Я старался ударить его несильно, и всё же глубоко рассёк бровь, густая кровь потекла по лицу. Убедившись, что старик не умер, я, прося прощения, связал ему руки его же верёвкой.
– Прости, отец, и жди меня! Я очень скоро вернусь, во что бы то ни стало, если только останусь в живых.
Прихватил его оружие и флягу с водой, запер камеру и стал выбираться.
Одному охраннику без лишних звуков я перерезал горло ножом, так, словно занимался этим всю жизнь. Второму пронзил сердце. Но звук его падающего тела обратил на себя внимание третьего, а с ним пришлось повозиться, прежде чем он умолк навеки. Убивая этих людей, я слышал только одно – крики отчаяния моей изнасилованной жены и был беспощаден, как раненый зверь.
«Я здесь всё залью вашей поганой кровью!» – пообещал себе.
Вырвавшись на свежий воздух, от которого закружилась голова, я чуть не ослеп от света. Глаза начали слезиться, почти ничего не видя перед собою, шатаясь, побрёл прочь. Кто-то со стороны принял меня за пьяного.
– И когда нализаться успел, средь бела дня? Из новеньких? Будет тебе, иди проспись, пока не поймали!

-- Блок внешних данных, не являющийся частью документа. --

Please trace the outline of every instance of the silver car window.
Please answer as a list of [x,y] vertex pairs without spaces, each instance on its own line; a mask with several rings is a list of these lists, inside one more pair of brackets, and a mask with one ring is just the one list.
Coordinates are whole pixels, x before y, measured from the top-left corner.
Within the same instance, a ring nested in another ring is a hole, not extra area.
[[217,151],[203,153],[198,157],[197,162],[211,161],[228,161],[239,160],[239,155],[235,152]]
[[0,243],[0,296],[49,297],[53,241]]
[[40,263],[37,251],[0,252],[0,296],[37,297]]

Я подыграл, изображая пьянчугу, добрался до крестьянских домов.
Теперь меня было не остановить, только смерть могла отобрать от меня долгожданную свободу. Кинул последний взгляд на дворцовые стены, пленницей которых осталась Патриция, сказал, что вернусь, и помчался в чащу дворцового парка. Впереди ещё была крепостная стена и ров с водой, которые я преодолел без особого труда, словно открылось второе дыхание, и я всю жизнь готовился к этому дню, ожидая побега.